Decided On December 13, 1974
ISLAMUDDIN Appellant
V/S
STATE OF DELHI Respondents

JUDGEMENT

(1.) Feeling dissatisfied with the order dt. 25-11-1974, by which Additional Sessions Judge, Delhi had dismissed revision petition filed by petitioner I made the order directing that record pertaining to the revision petitioner dismissed by the Additional Sessions Judge as well as the Metropolitan Magistrate, be immediately collected.

(2.) I have gone through the record pertaining to the revision petition as well as that which pertains to the original proceedings, which were held by the Metropolitan Magis- trate. At my instance the learned counsel appearing for the petitioner has read out the evidence of the two witnesses who were ex- amined at the trial. Public Witness . 1 Rashid Ahmed stated in his examination-in-chief that he had seen the petitioner in police custody. Permission was sougt to cross-examine PW1. In the course of that cross-examination Public Witness . 1 stated that the knife Exhibit Public Witness . 1 had not been recovered in his presence. Besides PW. 1, only the investigating officer was examined by the prosecution to bring home the guilt to the accused. It is most unsafe to rely only on the statements of police officials to convict persons where other independent witnesses from the localities can be joined before carrying out raids or searches. There may be exceptional circumstances which may persuade the court that the statement of a police officer is so trustworthy that the conviction may be passed upon it.

(3.) The evidence of the investigating officer has been, as observed earlier, read out before me.
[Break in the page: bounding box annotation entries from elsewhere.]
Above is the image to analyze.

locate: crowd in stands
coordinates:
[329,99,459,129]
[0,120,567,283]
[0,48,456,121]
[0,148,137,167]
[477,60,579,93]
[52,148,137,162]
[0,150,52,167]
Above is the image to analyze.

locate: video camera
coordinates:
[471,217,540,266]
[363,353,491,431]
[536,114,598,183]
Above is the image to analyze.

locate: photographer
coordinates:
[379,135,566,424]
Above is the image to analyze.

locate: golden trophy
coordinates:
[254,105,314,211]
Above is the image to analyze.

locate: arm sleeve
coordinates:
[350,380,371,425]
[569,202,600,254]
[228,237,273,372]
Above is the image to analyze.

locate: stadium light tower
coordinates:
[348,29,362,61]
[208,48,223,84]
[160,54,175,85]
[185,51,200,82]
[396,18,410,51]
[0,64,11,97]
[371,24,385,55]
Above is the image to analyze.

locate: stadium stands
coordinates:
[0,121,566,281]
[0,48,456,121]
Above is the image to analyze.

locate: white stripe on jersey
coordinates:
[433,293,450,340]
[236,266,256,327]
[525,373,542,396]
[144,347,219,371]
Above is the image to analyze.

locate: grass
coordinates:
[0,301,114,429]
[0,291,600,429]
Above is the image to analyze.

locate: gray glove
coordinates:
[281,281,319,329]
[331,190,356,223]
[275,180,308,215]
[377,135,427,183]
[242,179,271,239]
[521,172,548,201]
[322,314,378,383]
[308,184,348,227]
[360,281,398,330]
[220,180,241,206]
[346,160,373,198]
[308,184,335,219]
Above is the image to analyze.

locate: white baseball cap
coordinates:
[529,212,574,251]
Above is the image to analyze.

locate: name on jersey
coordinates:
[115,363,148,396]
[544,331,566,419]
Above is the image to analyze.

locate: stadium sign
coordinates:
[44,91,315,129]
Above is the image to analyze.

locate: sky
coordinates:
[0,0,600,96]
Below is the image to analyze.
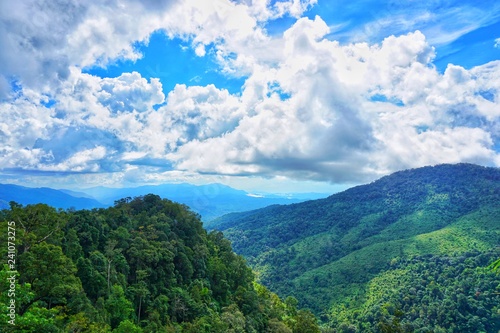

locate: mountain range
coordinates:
[0,183,327,221]
[206,164,500,332]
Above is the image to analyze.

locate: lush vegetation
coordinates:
[210,164,500,326]
[329,249,500,333]
[0,195,319,333]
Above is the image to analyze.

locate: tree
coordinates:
[104,285,134,328]
[293,310,321,333]
[19,242,83,314]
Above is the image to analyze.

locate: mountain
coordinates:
[0,194,320,333]
[80,183,326,223]
[0,183,326,219]
[0,184,104,209]
[210,164,500,332]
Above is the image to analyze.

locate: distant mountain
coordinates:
[210,164,500,332]
[80,183,326,223]
[0,183,327,219]
[0,184,104,209]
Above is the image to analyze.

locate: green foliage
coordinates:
[0,195,317,333]
[330,249,500,333]
[211,164,500,326]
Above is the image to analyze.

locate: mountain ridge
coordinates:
[209,164,500,322]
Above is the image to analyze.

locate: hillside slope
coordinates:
[212,164,500,322]
[0,184,104,209]
[0,194,319,333]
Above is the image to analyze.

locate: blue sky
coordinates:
[0,0,500,192]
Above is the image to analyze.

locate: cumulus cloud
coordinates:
[0,0,500,182]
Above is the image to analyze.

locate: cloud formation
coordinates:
[0,0,500,187]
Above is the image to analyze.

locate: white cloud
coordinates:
[0,0,500,182]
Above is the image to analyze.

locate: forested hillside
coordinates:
[210,164,500,333]
[0,195,319,333]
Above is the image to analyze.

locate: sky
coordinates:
[0,0,500,193]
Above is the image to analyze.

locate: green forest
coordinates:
[208,164,500,333]
[0,195,320,333]
[0,164,500,333]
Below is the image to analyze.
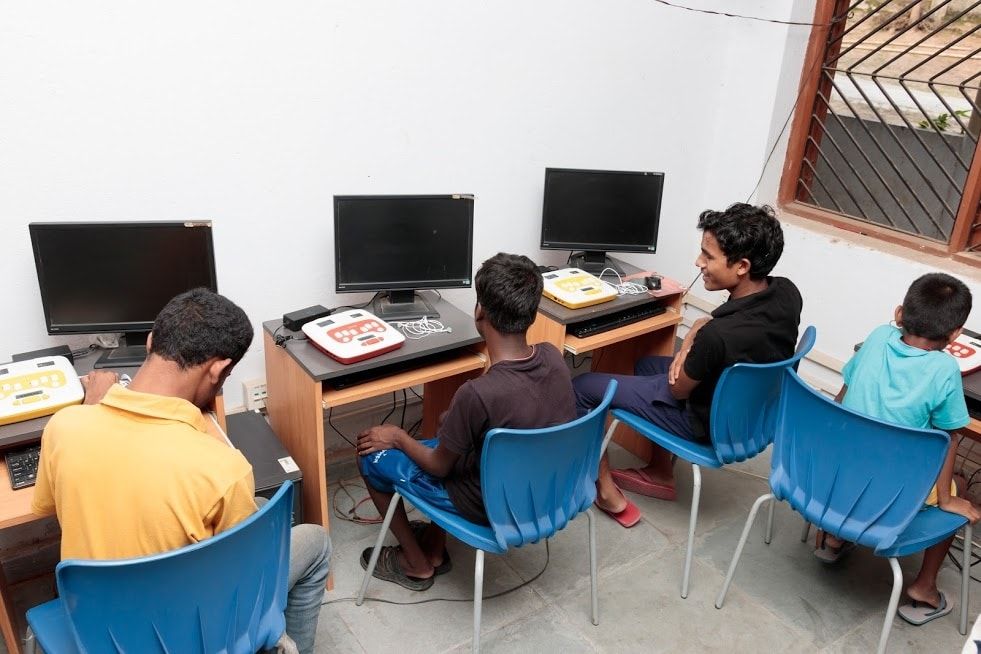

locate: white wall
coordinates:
[0,0,981,406]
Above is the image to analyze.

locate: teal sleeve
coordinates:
[930,372,971,431]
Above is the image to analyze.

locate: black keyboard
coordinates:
[4,443,41,490]
[566,302,667,338]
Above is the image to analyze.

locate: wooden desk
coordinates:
[0,357,231,654]
[528,261,681,461]
[262,300,487,540]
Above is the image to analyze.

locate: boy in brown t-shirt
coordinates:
[358,253,576,590]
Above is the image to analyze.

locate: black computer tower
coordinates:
[226,411,303,525]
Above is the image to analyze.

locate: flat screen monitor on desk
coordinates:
[30,222,217,368]
[541,168,664,274]
[334,195,473,321]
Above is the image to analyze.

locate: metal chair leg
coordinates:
[959,522,974,636]
[586,509,599,625]
[355,493,402,606]
[600,418,620,455]
[876,557,903,654]
[715,493,773,609]
[681,463,702,599]
[472,550,484,654]
[24,625,37,654]
[763,498,777,545]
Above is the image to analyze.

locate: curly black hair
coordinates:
[698,202,783,279]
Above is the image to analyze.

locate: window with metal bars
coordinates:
[781,0,981,259]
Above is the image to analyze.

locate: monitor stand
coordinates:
[569,250,624,276]
[371,289,439,322]
[92,332,150,368]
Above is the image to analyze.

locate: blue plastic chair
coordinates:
[610,327,817,599]
[715,370,972,654]
[27,481,293,654]
[357,380,617,652]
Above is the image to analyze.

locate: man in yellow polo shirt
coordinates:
[32,289,330,652]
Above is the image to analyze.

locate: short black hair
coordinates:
[474,252,542,334]
[150,288,252,369]
[698,202,783,279]
[903,273,972,341]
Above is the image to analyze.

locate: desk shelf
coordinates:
[563,307,681,354]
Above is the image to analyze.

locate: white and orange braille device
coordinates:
[303,309,405,363]
[0,357,85,425]
[542,268,617,309]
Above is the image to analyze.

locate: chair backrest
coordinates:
[55,481,293,654]
[480,379,617,548]
[770,370,950,549]
[709,326,817,463]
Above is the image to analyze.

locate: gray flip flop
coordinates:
[361,545,436,590]
[409,520,453,575]
[896,591,954,627]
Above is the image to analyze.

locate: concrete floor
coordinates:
[317,446,981,654]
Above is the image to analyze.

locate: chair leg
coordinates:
[876,557,903,654]
[600,418,620,455]
[472,550,484,654]
[681,463,702,599]
[355,493,402,606]
[715,493,774,609]
[960,522,974,636]
[763,498,777,545]
[586,509,599,625]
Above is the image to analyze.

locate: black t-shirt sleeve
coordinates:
[436,384,488,456]
[685,322,726,381]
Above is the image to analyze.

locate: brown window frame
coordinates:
[777,0,981,267]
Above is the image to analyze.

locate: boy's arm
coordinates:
[358,425,460,477]
[937,432,981,524]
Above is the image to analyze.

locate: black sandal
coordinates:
[361,545,436,591]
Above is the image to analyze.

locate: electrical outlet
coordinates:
[242,378,269,411]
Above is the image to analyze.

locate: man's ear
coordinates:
[207,359,232,386]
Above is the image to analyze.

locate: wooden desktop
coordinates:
[262,300,487,540]
[528,261,682,461]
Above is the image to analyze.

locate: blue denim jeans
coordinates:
[255,497,331,654]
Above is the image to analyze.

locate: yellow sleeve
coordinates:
[31,422,55,516]
[209,468,256,534]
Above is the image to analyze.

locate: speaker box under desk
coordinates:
[226,411,303,525]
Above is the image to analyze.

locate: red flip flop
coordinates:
[610,468,678,502]
[593,498,640,529]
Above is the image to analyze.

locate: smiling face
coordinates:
[695,231,749,291]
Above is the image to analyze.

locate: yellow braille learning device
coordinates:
[0,357,85,425]
[542,268,617,309]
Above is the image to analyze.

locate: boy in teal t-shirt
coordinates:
[815,273,981,625]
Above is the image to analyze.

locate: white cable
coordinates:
[391,318,453,341]
[597,268,647,295]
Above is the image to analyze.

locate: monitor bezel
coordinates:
[334,193,475,293]
[27,220,218,336]
[540,168,664,254]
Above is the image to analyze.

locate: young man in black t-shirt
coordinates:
[358,253,576,590]
[574,204,802,527]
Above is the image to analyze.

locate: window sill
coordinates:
[778,202,981,281]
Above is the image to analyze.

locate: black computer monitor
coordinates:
[542,168,664,273]
[29,222,218,368]
[334,195,473,321]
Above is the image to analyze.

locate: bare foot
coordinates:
[906,586,940,608]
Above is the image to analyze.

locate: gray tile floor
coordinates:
[317,446,981,654]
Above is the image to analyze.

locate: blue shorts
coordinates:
[358,438,459,513]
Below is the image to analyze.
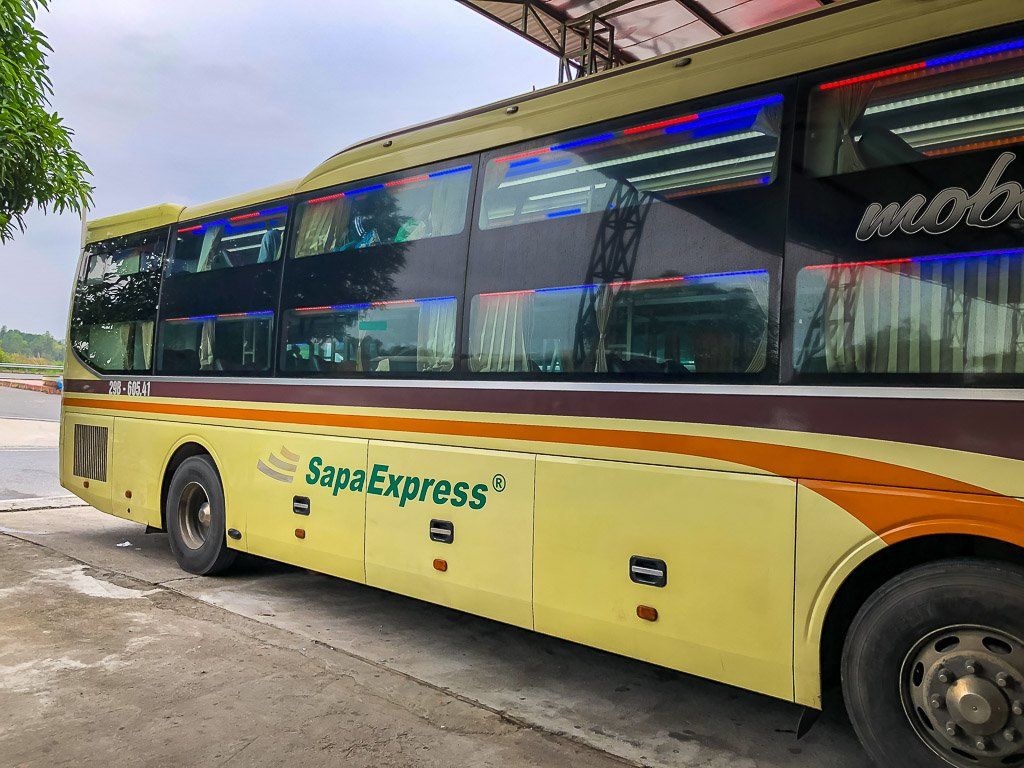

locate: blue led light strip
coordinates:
[490,93,782,165]
[478,269,768,298]
[804,248,1024,269]
[292,296,456,312]
[164,309,273,323]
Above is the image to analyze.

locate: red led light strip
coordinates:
[925,136,1024,158]
[818,61,928,91]
[385,173,430,188]
[306,193,345,205]
[623,113,700,136]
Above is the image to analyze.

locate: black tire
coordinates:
[164,456,239,575]
[842,558,1024,768]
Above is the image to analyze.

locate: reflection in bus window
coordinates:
[168,206,288,274]
[806,40,1024,176]
[469,269,768,376]
[282,296,458,375]
[160,309,273,374]
[295,165,473,257]
[480,94,782,229]
[794,249,1024,375]
[72,321,154,371]
[70,229,167,373]
[83,244,163,285]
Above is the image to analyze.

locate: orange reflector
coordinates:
[637,605,657,622]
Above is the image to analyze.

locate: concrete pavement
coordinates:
[0,508,867,768]
[0,388,68,502]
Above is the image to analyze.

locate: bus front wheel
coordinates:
[842,559,1024,768]
[165,456,239,575]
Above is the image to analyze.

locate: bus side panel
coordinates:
[794,484,886,708]
[239,430,368,582]
[60,410,114,512]
[535,458,796,698]
[109,417,164,528]
[367,441,535,628]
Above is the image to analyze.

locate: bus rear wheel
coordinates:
[165,456,239,575]
[842,559,1024,768]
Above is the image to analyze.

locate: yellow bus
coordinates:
[60,0,1024,766]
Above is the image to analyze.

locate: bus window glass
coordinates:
[805,40,1024,176]
[168,206,288,274]
[160,310,273,374]
[794,249,1024,375]
[479,94,782,229]
[469,269,769,376]
[70,232,167,373]
[295,165,473,258]
[282,296,458,375]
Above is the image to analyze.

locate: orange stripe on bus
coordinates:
[65,397,1024,545]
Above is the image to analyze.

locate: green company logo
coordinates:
[306,456,495,509]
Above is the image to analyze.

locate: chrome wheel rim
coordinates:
[900,625,1024,768]
[177,481,213,549]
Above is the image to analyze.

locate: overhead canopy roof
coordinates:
[459,0,833,74]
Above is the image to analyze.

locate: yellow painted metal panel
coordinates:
[60,412,114,512]
[111,418,164,527]
[85,203,183,243]
[793,486,886,708]
[535,458,796,698]
[367,441,535,627]
[179,180,298,221]
[242,430,367,582]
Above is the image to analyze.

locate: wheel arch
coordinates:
[160,435,226,530]
[818,534,1024,707]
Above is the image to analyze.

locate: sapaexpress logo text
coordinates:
[306,456,489,509]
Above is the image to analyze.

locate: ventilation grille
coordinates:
[75,424,106,482]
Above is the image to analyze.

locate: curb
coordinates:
[0,379,60,394]
[0,496,89,512]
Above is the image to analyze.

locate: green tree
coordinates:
[0,0,92,243]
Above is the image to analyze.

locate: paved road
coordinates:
[0,387,68,501]
[0,387,60,421]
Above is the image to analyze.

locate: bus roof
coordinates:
[86,0,1020,242]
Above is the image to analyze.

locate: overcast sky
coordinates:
[0,0,557,338]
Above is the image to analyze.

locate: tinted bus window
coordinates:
[160,309,273,374]
[71,232,167,373]
[295,164,472,258]
[283,296,457,375]
[795,249,1024,374]
[469,269,768,375]
[786,35,1024,385]
[806,40,1024,176]
[480,94,782,229]
[280,159,474,376]
[464,88,787,380]
[168,206,288,274]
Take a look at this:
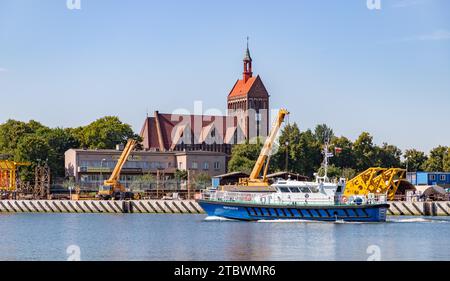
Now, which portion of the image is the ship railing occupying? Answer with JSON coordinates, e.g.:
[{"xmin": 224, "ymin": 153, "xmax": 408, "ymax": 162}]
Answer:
[
  {"xmin": 201, "ymin": 191, "xmax": 387, "ymax": 205},
  {"xmin": 202, "ymin": 191, "xmax": 334, "ymax": 205}
]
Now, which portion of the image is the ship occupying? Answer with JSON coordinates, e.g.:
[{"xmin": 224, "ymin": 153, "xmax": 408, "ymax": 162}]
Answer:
[{"xmin": 197, "ymin": 109, "xmax": 389, "ymax": 222}]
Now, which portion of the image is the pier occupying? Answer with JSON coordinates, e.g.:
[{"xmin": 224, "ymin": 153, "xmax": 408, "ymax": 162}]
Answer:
[
  {"xmin": 0, "ymin": 200, "xmax": 450, "ymax": 216},
  {"xmin": 0, "ymin": 200, "xmax": 203, "ymax": 214}
]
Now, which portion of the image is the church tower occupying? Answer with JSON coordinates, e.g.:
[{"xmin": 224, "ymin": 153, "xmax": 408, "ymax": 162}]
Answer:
[{"xmin": 227, "ymin": 37, "xmax": 269, "ymax": 142}]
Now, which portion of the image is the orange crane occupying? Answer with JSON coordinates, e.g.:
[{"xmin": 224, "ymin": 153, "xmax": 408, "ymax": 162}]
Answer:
[
  {"xmin": 239, "ymin": 109, "xmax": 289, "ymax": 187},
  {"xmin": 98, "ymin": 139, "xmax": 137, "ymax": 199},
  {"xmin": 344, "ymin": 167, "xmax": 406, "ymax": 200},
  {"xmin": 0, "ymin": 160, "xmax": 31, "ymax": 191}
]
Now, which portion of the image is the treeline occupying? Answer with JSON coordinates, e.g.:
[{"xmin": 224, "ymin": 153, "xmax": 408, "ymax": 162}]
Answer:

I find that injustice has been done to the petitioner. He should not have been convicted on the basis of the solitary testimony furnished by the deposition of the investigating officer. According to the said witness he had prior information that the petitioner was in possession of a spring actuated knife. He had with him the time for organising the raid. He could have joined in the raiding party more persons and in that eventuality Rashid Ahmed could not have been the only public witness to be examined in court. The investigating officer had also the additional information as to where exactly the petitioner could be found. He went in search of the petitioner and con- veniently found him at the indicated spot. I am not persuaded that the prosecution pro- duced evidence which could have sustained the conviction. I may also observe that the Code of Criminal Procedure, which has come into force as from the 1st of April, 1974 pro. vides that an appeal will lie only whers the sentence on conviction is that of more than three months. That being so where revision petitions are the only remedy on account of the limitations contained in the code, the learned Additional Sessions Judges will be more careful in appreciation of evidence. It is true that the revisional jurisdiction in its own scope does not postulate reappreciation of evidence. That, however, is an aspect which must be appreciated in the light of limitation that no appeal lies against a conviction in respect of which the sentence imposed is that of less than three months. The court of revision becomes responsible for adjudicating upon all aspects that may be raised before it. I am sure that these observations will be borne in mind by the courts having revisionary jurisdiction within section 397 of the new Code of Criminal Procedure. Petition allowed.